Poner el cuerpo en medio
--En un contexto de violencia como el que vive la sierra esto significa poner el cuerpo en medio del fuego. Y esta vez pagaron un precio altísimo.
--Y en esta ocasión literalmente así fue. En la primera agresión, fue Joaquín Mora el que cayó. No me imagino que el Gallo (Joaquín Campos) haya corrido, o por el contrario haya golpeado o tratado de desarmarlo. Al contrario, se acercó preguntando ¿Qué pasa? Y también le tocó a él.
--¿Otros religiosos jesuitas en la sierra, tú mismo, están en una situación de peligro?
--Mira, yo tengo medidas cautelares desde hace tiempo. Y me las he ganado porque yo no me callo. Siempre digo lo que pienso. ¿Qué estamos en riesgo? Claro. Pero antes que nosotros Jesucristo estuvo en riesgo. Y hoy mismo nos está diciendo: síganme. Eso es típico del jesuita.
--¿Has sido amenazado?
--Sí, cuando la masacre de Creel yo hice señalamientos muy fuertes. También hemos señalado al ejército por casos de desapariciones. Y la Comisión Interamericana de Derechos Humanos resolvió que necesitábamos las medidas junto con la Comisión de Derechos Humanos de la Mujer (CEDHEM) de Chihuahua.
Cosydhac surgió en 1988 a raíz de una serie de asesinatos cometidos por el ejército en Baborigame, en pleno Triangulo Dorado. Sin una organización que tuviera personalidad jurídica y registro las denuncias del párroco de la región, el padre Francisco Chávez, que además piloteaba una de las pocas avionetas que llegaban al remoto lugar, caían en saco roto.

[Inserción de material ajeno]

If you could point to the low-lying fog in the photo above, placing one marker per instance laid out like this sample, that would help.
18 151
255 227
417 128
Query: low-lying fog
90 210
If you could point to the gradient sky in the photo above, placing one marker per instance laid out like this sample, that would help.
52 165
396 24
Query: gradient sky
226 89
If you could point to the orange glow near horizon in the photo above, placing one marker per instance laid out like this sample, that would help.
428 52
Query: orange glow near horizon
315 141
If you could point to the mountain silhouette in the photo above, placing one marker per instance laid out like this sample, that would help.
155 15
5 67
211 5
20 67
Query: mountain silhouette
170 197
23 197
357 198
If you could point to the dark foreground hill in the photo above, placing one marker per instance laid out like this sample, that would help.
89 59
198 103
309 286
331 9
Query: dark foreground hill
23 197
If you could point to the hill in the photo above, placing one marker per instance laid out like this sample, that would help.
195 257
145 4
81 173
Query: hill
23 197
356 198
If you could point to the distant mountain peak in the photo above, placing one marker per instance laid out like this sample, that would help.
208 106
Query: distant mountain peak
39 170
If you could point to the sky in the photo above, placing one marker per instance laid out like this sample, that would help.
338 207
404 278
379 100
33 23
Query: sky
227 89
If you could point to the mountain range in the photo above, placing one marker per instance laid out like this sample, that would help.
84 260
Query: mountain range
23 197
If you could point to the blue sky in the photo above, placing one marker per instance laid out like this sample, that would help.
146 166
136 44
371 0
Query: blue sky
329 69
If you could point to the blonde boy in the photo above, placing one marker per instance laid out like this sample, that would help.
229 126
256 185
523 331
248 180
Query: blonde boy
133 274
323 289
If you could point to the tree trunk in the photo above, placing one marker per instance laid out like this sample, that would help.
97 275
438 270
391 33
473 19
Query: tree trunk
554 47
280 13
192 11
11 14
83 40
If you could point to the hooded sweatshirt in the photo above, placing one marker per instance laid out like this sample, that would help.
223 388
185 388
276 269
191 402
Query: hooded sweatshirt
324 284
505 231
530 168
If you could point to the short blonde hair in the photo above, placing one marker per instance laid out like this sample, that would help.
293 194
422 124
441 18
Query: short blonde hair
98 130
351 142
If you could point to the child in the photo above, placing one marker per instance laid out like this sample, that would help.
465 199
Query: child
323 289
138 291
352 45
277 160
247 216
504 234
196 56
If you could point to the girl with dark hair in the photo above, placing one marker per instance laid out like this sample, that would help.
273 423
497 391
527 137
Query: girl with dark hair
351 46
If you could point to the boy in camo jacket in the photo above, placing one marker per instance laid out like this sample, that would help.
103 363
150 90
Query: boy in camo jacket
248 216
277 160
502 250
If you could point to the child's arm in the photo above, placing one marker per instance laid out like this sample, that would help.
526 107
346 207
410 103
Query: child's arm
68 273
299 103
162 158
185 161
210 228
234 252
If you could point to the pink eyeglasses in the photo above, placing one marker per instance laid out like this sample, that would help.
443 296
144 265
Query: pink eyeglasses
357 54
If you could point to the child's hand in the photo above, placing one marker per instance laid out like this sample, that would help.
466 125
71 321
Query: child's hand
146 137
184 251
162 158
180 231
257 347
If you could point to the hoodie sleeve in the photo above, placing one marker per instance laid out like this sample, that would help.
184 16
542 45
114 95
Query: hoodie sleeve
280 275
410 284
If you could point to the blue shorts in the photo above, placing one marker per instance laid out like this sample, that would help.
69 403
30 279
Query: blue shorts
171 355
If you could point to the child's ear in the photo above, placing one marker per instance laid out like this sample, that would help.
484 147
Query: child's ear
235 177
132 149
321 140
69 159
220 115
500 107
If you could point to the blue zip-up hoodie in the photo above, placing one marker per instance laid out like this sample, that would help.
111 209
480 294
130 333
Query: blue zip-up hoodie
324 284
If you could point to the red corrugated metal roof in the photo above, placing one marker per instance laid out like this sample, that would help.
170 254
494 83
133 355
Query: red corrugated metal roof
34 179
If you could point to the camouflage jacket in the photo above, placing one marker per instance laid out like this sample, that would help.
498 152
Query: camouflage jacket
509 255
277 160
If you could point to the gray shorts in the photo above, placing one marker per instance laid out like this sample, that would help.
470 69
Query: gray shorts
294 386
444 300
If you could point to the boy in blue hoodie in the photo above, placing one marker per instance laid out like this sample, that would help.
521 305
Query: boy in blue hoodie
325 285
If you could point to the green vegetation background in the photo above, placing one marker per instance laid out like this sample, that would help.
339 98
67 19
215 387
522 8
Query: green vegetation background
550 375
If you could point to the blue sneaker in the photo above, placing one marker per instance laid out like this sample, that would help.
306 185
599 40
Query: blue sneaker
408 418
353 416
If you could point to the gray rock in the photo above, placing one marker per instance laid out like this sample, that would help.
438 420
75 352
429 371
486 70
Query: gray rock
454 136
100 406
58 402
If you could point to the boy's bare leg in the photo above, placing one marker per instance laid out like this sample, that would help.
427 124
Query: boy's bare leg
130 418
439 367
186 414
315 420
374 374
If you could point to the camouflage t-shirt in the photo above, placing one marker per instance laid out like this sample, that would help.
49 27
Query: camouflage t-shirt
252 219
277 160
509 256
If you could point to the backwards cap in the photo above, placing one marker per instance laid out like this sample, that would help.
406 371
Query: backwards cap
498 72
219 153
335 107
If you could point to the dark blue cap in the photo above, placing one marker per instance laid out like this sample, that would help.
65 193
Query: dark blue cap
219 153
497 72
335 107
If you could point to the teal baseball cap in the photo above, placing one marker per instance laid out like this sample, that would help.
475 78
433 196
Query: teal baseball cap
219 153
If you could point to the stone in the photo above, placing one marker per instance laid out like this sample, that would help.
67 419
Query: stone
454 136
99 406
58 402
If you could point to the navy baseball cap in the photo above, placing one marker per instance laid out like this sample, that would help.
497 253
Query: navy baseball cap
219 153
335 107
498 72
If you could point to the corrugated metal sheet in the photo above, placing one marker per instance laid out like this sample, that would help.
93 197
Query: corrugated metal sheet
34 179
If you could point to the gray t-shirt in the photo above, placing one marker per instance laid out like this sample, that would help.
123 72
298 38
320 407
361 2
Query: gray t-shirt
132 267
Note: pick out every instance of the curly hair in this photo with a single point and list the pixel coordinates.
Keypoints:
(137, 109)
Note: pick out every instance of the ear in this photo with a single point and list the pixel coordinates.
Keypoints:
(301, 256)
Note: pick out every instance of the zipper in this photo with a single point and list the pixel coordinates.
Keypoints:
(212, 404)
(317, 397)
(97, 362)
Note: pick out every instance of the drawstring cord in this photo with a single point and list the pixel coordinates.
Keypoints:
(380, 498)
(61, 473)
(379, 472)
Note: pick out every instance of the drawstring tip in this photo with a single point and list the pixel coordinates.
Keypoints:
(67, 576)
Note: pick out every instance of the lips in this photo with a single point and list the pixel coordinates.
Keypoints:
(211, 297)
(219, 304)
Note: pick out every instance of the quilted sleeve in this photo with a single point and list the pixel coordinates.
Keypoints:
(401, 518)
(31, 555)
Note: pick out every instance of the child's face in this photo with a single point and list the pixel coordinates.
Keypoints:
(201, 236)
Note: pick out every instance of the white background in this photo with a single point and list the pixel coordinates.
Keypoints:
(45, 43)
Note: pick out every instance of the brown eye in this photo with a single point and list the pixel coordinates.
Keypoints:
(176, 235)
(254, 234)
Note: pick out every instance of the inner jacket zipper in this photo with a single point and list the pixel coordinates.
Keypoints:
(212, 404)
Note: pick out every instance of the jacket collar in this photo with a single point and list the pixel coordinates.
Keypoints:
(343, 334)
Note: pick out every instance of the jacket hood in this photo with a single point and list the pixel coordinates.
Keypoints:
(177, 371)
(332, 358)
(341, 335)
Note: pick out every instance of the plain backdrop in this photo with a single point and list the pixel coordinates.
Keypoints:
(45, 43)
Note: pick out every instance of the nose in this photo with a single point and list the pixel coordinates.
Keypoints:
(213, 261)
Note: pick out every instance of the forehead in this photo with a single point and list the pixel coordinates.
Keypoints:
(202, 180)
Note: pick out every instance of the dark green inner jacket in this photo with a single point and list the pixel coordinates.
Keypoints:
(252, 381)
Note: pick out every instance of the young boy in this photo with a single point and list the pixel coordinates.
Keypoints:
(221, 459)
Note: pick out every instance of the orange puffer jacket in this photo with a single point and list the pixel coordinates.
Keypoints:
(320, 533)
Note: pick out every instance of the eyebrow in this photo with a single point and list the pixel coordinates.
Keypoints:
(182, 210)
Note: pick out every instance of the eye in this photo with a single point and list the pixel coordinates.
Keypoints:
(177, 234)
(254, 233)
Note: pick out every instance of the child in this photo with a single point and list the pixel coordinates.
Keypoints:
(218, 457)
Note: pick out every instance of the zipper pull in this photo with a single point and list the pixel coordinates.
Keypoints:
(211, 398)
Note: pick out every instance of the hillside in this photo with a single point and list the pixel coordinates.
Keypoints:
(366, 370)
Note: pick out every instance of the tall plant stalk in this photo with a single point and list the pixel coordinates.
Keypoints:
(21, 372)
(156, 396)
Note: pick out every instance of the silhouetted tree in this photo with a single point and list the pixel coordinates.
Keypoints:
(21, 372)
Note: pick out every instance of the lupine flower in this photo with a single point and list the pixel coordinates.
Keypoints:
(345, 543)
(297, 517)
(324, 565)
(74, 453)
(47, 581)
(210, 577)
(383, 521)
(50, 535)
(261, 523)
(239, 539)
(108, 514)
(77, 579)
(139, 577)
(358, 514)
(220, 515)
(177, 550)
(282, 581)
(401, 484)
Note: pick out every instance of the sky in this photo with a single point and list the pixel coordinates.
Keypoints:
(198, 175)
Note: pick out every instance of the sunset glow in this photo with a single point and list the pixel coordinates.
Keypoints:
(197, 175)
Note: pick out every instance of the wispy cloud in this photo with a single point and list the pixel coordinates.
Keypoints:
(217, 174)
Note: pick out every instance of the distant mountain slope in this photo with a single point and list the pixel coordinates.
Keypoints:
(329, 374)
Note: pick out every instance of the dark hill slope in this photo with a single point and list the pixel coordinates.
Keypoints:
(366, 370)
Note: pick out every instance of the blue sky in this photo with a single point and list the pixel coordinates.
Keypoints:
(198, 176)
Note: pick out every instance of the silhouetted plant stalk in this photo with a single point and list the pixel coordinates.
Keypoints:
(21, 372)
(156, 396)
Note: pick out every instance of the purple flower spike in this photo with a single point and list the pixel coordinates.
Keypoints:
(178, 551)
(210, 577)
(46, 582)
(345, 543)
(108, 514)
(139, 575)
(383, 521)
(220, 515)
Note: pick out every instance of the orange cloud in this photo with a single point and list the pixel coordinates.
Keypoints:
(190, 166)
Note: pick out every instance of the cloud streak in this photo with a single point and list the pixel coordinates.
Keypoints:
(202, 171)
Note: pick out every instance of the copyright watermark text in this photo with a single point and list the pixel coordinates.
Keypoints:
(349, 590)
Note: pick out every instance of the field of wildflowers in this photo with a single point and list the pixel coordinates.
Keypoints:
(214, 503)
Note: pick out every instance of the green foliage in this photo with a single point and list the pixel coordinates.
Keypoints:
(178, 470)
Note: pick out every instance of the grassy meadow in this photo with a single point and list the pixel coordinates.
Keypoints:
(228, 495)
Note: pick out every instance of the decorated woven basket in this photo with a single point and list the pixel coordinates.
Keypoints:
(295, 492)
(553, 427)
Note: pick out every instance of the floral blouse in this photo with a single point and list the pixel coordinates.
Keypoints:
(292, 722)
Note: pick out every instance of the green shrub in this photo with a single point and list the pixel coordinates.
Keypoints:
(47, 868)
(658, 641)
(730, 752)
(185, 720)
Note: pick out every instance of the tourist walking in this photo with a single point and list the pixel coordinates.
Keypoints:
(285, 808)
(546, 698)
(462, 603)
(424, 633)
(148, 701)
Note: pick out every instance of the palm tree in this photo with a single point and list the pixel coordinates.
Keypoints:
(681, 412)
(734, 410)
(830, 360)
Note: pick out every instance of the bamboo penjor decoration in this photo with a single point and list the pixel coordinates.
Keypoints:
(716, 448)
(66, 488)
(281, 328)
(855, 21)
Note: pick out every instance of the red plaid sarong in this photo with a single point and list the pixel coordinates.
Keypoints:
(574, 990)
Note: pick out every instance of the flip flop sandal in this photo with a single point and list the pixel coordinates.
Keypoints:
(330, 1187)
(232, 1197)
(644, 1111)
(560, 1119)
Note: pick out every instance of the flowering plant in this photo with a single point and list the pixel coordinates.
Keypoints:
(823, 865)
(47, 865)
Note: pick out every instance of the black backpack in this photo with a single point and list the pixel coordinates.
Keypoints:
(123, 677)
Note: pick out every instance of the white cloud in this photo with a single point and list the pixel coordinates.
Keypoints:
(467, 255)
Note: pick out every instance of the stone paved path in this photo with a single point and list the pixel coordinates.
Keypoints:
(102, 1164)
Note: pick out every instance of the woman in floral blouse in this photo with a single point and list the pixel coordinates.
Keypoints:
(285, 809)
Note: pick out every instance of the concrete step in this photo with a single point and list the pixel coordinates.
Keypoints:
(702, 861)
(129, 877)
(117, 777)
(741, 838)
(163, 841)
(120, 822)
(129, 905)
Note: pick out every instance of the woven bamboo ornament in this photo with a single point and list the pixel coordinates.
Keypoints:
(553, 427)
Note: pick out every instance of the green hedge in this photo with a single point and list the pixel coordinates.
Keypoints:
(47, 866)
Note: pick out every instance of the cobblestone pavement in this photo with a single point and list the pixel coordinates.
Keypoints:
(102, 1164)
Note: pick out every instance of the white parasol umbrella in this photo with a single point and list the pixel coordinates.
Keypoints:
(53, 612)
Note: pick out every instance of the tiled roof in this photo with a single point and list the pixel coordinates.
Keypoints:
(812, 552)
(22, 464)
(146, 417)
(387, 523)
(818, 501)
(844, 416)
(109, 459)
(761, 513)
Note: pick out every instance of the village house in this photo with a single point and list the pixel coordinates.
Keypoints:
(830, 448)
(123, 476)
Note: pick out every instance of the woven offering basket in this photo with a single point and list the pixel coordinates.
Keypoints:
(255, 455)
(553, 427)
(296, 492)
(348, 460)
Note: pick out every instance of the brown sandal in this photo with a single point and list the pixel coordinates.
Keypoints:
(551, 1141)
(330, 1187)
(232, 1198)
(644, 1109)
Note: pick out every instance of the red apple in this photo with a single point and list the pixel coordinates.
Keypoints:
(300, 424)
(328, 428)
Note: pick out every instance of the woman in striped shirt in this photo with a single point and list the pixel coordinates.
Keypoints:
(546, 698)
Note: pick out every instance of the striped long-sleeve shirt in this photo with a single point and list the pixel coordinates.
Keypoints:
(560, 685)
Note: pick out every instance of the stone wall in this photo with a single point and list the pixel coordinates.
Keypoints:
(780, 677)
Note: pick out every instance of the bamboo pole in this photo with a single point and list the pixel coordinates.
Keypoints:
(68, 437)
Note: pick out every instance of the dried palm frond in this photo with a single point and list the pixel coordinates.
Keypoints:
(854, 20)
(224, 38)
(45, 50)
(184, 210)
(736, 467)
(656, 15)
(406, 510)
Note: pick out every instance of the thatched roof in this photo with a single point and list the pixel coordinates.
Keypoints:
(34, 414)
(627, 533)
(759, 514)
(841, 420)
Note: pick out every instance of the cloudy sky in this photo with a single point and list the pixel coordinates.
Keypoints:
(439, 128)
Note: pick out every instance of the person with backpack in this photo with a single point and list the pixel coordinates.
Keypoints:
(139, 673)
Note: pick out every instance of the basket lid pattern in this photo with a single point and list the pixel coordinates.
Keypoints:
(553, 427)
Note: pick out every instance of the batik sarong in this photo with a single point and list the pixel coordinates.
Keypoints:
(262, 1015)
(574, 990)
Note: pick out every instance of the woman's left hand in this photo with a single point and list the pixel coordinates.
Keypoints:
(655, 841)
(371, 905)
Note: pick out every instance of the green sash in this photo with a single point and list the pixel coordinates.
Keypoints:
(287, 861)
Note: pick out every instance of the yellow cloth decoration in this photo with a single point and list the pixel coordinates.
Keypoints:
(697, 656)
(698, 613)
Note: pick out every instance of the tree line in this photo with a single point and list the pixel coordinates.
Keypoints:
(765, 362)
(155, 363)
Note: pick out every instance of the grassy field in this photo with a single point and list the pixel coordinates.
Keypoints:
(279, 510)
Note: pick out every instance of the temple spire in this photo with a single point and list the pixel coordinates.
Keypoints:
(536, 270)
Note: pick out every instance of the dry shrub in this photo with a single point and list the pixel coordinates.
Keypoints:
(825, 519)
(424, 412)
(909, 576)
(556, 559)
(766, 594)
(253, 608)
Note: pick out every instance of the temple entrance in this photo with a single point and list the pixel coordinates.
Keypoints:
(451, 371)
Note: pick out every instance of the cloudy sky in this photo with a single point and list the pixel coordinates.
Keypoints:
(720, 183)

Entonces se tuvo la iniciativa de crear esta comisión, la primera de su tipo en el Norte y segunda o tercera en el país.
Oídos sordos
--El vicario del arzobispado denunció que hace un año solicitaron audiencia a la gobernadora María Eugenia Campos y no la ha concedido.
--Eso es cierto.
--¿En qué términos debe darse ese diálogo?
--Lo que solicitamos es que el presbiterio pueda dialogar. Los que estamos con la gente, los que no tenemos un interés material, los que caminamos con el pueblo y no tenemos ningún interés en explotar los recursos. En cada sexenio sucede lo mismo. Entra un nuevo gobierno y quieren inventar el estado, con una manera muy limitada. Hay procesos que deben continuar. Propusimos dialogar con esta señora, presentar nuestro punto de vista. Y no se ha dado esa oportunidad.
La gente acude a mi porque tengo orejas y ojos en todas partes. Pero cada sexenio tengo que tocar de puerta en puerta a ver quien me pela. Por eso estaba yo en diálogo por la cuestión de la población expulsada de su comunidad. Sí me interesa el diálogo, pero cuando da resultados. Si no, no.